What we learned from the first week of Le Tour 2009

1. If you were expecting the GC to be exciting and to change hands like it did last year, then you were mistaken.

Once Cancellara bagged jaune in Monaco it was going to be tough to shift him until the mountains. Saxo Bank did work on the front protecting it and getting the sponsor plenty of talk time. Perhaps they’ve spent a little more time at the front than they would have liked but that’s not their fault (see 2.)

2. The sprinters have decided that they’re not going to waste their energy going wheel-to-wheel with Cavendish and Columbia.

Nobody seemed interested in helping them reel in breaks and yet they still couldn’t beat them come the finish. In fact, Garmin blew their chances of putting a man into yellow when they got caught behind the gap when the wind changed.

Thor Hushovd showed enough savvy to be in the mix at the line so that he could pick off the green jersey with a strong ride on a hill stage to sweep up intermediate points. Cavendish may find he has to dig deep and do likewise if he harbours ambitions of reclaiming the jersey and holding it to Paris. And let’s face it, much as he protests, he’s a stubborn and driven blighter who is still in second place, a position he will never learn to live with.

So they’re not going to beat Cavendish in a drag race but a sprint is as much about position as power. If they can limit the space Cav has to launch himself off Mark Renshaw’s wheel then they have the opportunity to beat him. Easier said than done but if they don’t then they’ll never beat him.
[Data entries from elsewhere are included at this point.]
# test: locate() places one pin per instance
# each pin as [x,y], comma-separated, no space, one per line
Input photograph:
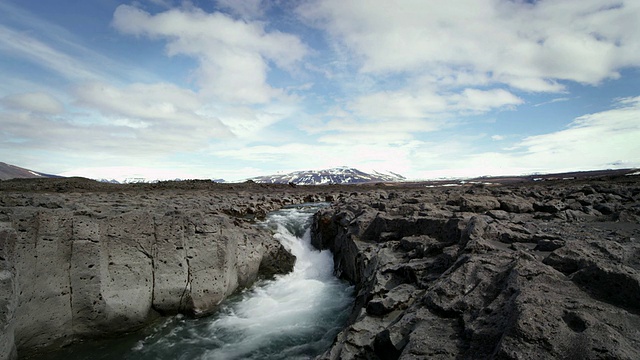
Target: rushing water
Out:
[294,316]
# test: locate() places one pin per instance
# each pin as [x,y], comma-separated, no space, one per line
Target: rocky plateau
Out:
[505,271]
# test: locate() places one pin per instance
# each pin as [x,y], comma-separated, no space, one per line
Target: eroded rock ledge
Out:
[84,260]
[509,272]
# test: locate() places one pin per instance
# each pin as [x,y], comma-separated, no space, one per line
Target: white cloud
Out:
[234,56]
[25,46]
[608,139]
[33,102]
[529,46]
[246,9]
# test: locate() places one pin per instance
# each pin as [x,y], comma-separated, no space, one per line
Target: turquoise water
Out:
[293,316]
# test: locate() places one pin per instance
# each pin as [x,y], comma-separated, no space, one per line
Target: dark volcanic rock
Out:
[81,259]
[537,271]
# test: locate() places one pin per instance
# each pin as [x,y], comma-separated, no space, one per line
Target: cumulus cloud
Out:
[246,9]
[33,102]
[234,56]
[581,41]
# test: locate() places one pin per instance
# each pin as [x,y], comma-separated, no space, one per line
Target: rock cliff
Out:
[78,261]
[538,271]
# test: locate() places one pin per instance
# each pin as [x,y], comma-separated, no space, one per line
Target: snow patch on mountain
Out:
[340,175]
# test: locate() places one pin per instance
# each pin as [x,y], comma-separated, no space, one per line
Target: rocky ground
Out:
[81,259]
[518,271]
[532,271]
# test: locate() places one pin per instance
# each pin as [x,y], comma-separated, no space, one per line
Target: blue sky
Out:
[232,89]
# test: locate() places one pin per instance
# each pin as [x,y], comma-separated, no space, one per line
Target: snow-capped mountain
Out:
[341,175]
[8,171]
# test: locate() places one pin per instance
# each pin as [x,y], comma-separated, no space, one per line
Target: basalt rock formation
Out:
[80,259]
[535,271]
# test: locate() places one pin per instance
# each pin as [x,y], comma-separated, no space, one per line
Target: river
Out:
[293,316]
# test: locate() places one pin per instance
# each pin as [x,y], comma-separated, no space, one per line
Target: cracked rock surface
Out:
[80,259]
[533,271]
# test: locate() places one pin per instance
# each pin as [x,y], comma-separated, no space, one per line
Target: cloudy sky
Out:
[232,89]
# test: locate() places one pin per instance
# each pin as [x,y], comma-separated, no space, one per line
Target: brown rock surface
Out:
[81,259]
[533,271]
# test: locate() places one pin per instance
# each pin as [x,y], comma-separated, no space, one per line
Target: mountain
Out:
[8,171]
[341,175]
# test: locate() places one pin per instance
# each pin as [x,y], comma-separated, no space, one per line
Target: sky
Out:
[228,89]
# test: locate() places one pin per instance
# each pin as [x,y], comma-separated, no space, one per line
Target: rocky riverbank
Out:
[533,271]
[80,259]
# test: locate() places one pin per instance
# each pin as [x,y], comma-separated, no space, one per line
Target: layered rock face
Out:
[546,271]
[94,263]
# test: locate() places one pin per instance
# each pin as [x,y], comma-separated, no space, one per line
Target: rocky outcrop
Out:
[88,264]
[506,272]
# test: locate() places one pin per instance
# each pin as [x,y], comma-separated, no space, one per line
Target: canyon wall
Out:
[544,271]
[88,264]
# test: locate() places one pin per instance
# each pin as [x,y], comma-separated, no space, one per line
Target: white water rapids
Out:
[293,316]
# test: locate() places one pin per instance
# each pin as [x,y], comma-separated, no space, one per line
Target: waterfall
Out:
[293,316]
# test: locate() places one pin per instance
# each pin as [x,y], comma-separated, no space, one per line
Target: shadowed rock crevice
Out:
[107,263]
[541,271]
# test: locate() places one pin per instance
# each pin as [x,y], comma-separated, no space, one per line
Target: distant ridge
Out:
[8,171]
[340,175]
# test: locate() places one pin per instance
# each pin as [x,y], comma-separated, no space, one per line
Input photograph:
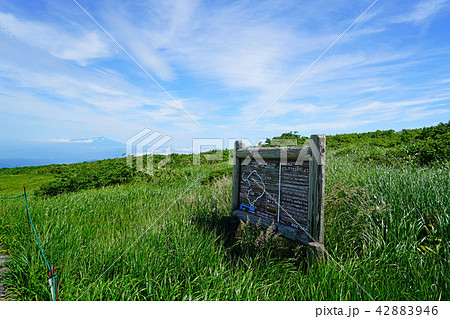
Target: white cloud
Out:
[423,11]
[80,46]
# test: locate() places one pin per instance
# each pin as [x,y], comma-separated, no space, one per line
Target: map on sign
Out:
[275,191]
[253,188]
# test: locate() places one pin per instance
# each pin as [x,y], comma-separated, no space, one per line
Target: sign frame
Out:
[315,155]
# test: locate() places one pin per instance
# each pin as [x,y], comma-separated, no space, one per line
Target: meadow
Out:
[134,236]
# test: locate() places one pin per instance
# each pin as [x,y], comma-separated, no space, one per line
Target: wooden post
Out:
[28,213]
[316,195]
[236,175]
[51,274]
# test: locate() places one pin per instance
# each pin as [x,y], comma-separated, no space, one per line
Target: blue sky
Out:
[223,63]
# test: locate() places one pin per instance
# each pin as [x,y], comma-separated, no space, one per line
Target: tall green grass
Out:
[386,233]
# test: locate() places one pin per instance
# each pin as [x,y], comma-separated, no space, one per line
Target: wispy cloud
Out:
[81,46]
[423,11]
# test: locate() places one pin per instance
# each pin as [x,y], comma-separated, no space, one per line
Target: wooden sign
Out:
[283,186]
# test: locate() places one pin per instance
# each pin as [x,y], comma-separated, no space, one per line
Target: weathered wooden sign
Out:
[283,186]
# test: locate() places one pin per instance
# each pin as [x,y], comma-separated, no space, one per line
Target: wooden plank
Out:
[316,188]
[300,154]
[236,176]
[283,187]
[297,235]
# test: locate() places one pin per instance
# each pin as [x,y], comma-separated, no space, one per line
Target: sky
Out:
[220,69]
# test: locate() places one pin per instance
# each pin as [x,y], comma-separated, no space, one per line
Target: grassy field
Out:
[386,232]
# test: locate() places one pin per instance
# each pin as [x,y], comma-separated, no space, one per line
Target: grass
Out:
[386,232]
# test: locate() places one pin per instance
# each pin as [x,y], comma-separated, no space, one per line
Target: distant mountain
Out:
[58,151]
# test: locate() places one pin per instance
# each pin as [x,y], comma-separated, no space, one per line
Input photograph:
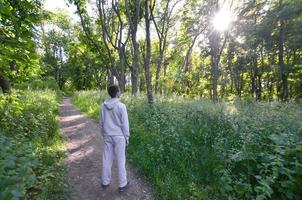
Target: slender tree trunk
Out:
[121,78]
[134,68]
[5,85]
[158,67]
[148,54]
[133,22]
[284,83]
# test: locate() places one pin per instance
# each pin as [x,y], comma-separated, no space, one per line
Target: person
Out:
[114,127]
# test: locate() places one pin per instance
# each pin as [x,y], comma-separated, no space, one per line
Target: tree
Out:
[17,32]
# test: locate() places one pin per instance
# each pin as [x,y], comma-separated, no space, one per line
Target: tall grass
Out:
[194,149]
[31,146]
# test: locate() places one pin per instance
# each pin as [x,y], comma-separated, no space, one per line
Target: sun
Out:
[222,20]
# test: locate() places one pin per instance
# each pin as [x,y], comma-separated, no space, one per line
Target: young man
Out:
[115,130]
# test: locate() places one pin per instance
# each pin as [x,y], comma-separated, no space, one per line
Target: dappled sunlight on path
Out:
[84,161]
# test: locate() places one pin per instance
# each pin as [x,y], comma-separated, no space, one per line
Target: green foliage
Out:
[39,84]
[17,32]
[31,147]
[194,149]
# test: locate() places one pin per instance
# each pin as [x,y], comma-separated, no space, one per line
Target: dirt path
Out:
[84,161]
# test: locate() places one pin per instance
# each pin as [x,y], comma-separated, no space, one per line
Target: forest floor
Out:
[84,161]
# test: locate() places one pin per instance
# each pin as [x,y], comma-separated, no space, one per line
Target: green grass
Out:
[194,149]
[32,149]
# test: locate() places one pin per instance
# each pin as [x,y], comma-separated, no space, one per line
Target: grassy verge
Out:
[194,149]
[32,148]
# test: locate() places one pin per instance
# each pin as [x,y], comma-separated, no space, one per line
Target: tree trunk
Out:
[148,54]
[133,22]
[284,83]
[121,78]
[159,62]
[5,85]
[134,67]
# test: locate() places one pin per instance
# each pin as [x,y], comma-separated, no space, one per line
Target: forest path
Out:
[84,161]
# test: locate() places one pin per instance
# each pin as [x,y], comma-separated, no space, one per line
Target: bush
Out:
[194,149]
[31,146]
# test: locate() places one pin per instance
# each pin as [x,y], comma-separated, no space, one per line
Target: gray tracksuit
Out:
[114,127]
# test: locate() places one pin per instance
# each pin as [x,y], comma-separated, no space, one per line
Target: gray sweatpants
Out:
[114,146]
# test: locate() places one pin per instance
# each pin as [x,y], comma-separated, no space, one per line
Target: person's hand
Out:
[127,141]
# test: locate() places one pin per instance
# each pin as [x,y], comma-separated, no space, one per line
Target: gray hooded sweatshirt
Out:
[114,118]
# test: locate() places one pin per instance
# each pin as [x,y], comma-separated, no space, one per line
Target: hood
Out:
[111,103]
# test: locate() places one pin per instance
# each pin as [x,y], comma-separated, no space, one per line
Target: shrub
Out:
[31,146]
[194,149]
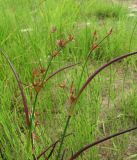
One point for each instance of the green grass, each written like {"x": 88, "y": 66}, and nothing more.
{"x": 106, "y": 106}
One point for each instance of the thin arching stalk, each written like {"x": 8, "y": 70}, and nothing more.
{"x": 69, "y": 116}
{"x": 24, "y": 100}
{"x": 91, "y": 77}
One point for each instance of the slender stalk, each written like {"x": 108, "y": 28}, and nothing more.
{"x": 102, "y": 68}
{"x": 88, "y": 146}
{"x": 62, "y": 137}
{"x": 90, "y": 52}
{"x": 24, "y": 100}
{"x": 45, "y": 150}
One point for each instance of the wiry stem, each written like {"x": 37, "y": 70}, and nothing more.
{"x": 102, "y": 68}
{"x": 51, "y": 146}
{"x": 62, "y": 137}
{"x": 24, "y": 100}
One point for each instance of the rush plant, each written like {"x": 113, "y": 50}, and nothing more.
{"x": 41, "y": 76}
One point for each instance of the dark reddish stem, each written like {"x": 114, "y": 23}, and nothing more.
{"x": 88, "y": 146}
{"x": 102, "y": 68}
{"x": 59, "y": 70}
{"x": 51, "y": 146}
{"x": 19, "y": 85}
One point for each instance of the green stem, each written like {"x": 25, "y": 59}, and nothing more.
{"x": 63, "y": 136}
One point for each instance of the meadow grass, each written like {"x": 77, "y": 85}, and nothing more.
{"x": 106, "y": 106}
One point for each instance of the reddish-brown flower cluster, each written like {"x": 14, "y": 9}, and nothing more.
{"x": 37, "y": 75}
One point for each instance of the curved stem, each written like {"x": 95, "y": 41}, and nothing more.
{"x": 102, "y": 68}
{"x": 63, "y": 136}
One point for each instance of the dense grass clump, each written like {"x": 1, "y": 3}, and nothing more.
{"x": 53, "y": 47}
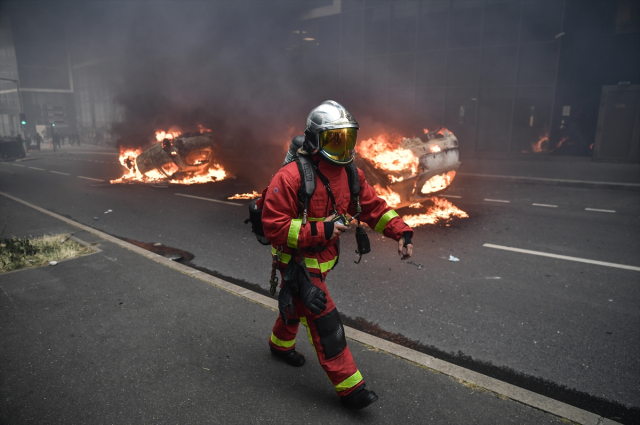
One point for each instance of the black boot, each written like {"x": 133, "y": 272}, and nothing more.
{"x": 359, "y": 398}
{"x": 292, "y": 358}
It worked for Petacchi at the Giro after all.

3. Not all opportunities are equal.

Service Course makes the following very good point:



“So, if Lance Armstrong (Astana) spots an opportunity to gain a little time on other GC contenders, teammates included, and spends a bit of his and the team’s energy to exploit that opportunity, that’s smart, heads up riding.”

“If Alberto Contador (Astana) spots an opportunity to gain a little time on other GC contenders, teammates included, and spends a bit of his energy to exploit that opportunity, that’s worth several interviews worth of indignant grumbling about how it assuredly wasn’t “part of the plan.”

Read the full post “Pyrenean Procrastination” on Service Course

4. Brad Wiggins can climb with the best.

Proof if ever any were needed that putting down the pork pie and pint can make a considerable difference. He’s now 72kg instead of 78-80kg he was when he considered himself a track rider. At last he is a genuine road rider and a potential podium finisher in Grand Tours. Not quite a Grand Tour winner yet, but with a bit of experience, it’s not an unrealistic goal is it?

I’ve lost about 5kg since Easter, although it fluctuates outrageously depending on “water weight” and I find going up hills easier. I’m currently stuck on around 75kg with an ambition to get down to 70kg which is frankly about as realistic a goal as me suddenly developing into a world-class rider.